Billionaire entrepreneur Sir Richard Branson announced on CNBC's "Squawk Box" Friday that his commercial space flight venture will accept bitcoin as payment. He called it "a new exciting currency."

Virgin Galactic accepted its first purchase with bitcoin from a flight attendant in Hawaii. Branson — an early bitcoin investor himself —said the woman made "quite lot of money getting into bitcoin early on."

He said she paid in bitcoin, which was transferred into actual dollars "so there's a fixed price ... [and] we can actually pay her money back, if she changes her mind about going to space in a few months."

If Virgin Galactic didn't have a refund policy, it might be willing to take the risk on a pure bitcoin transaction, he said. The cost in U.S. dollars to book a space flight is $250,000.

Branson did the interview from his private island in the Caribbean, Necker Island, where the rebuilding project of his luxury home is now complete. The previous one burned down two years ago. "It's rebuilt. It's beautiful," he said. "We've actually got 30 astronauts who signed up to go to space here at the moment."

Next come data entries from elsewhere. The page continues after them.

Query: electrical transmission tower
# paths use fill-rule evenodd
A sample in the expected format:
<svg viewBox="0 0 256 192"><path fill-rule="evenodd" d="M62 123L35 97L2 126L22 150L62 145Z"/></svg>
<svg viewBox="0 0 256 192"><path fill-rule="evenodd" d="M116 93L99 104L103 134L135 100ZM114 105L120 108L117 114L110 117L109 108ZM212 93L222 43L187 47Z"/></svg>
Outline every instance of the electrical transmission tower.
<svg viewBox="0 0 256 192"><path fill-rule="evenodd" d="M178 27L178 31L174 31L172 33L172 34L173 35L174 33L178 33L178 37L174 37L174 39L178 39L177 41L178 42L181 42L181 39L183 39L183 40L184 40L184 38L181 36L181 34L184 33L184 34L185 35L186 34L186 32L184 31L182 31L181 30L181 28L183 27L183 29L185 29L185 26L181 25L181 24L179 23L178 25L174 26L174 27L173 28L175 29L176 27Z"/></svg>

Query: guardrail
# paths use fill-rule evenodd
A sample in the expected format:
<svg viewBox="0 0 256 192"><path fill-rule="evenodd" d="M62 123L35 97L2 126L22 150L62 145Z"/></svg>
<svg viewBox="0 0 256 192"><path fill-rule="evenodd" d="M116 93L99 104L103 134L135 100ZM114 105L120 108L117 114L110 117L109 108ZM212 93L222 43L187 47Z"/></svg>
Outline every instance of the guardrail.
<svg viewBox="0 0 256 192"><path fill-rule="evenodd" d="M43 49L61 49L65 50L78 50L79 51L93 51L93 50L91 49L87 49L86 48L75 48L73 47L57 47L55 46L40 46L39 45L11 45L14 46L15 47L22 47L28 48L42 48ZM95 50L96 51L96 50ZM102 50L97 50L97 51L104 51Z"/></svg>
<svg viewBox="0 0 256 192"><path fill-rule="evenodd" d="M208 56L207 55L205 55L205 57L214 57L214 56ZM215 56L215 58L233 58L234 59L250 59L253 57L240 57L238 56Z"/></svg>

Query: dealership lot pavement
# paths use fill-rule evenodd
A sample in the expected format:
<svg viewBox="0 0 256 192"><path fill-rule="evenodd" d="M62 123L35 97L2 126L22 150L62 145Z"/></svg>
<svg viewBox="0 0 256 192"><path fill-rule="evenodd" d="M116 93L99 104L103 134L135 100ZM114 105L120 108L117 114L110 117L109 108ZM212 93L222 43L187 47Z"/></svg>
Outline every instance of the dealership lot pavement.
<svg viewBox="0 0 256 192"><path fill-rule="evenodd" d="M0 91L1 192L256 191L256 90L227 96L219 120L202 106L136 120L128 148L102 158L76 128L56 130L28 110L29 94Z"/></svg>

Before the CNBC interview, Branson tweeted:

Many bitcoin users are the type of people who will buy tickets for space travel, Branson told CNBC via a Skype video connection with a cellphone for audio pressed to his ear. "Virgin Galactic is a bold entrepreneurial technology. It's driving a revolution. And bitcoin is doing just the same when it comes to inventing a new currency."

"I think the fact that there's going to be a limited number of bitcoins out there and it will ultimately be capped— unlike normal currencies where governments can print more currencies — gives it a sense of security," he said, but acknowledged the risk. "There have been spikes and lows. But I think one day it will settle at a price that, I personally believe, is higher than the price today."

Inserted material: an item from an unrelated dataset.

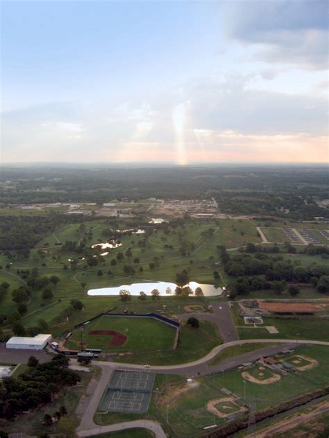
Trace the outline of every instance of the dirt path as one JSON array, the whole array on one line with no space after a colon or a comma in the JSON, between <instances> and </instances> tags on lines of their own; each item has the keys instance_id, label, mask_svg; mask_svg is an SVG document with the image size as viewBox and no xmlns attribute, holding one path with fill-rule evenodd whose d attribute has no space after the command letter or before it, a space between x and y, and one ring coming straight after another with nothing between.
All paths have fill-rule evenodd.
<instances>
[{"instance_id":1,"label":"dirt path","mask_svg":"<svg viewBox=\"0 0 329 438\"><path fill-rule=\"evenodd\" d=\"M263 241L263 243L270 243L270 242L269 242L269 240L267 239L265 234L262 232L260 227L256 227L256 229L258 231L258 233L260 234L260 237L262 238L262 240Z\"/></svg>"},{"instance_id":2,"label":"dirt path","mask_svg":"<svg viewBox=\"0 0 329 438\"><path fill-rule=\"evenodd\" d=\"M275 437L278 433L282 434L304 423L308 423L325 412L329 412L329 401L325 401L321 403L318 408L312 410L312 412L302 414L301 415L297 414L297 415L295 415L292 418L283 420L276 424L272 424L266 429L263 429L261 432L258 432L255 437L256 438L270 438L271 437ZM246 438L251 438L251 435L247 435Z\"/></svg>"}]
</instances>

For bitcoin's latest price, (click here.)

The future of conventional flights
With the Federal Communications Commission thinking about lifting its longtime prohibition on making cellphone calls and texting during flights, Branson said: "I think that what's likely to happen is you'll have 'talking cabins' like you used to have 'smoking only cabins' where people can talk, and you'll have 'quiet cabins' where people can sleep and not talk."

But he said that type of seating structure — if implemented on Virgin Airlines — would not cost passengers any more money. "On the Virgin, you pay the same good price on every seat."

Branson also sees Virgin Galatic eventually competing against long-haul international airline routes. He said that a flight from New York to Singapore could take an hour "travelling orbitally around the world at 26,000 miles per hour." He hopes to see that in his lifetime, but said it will "definitely happen in my children's lifetime."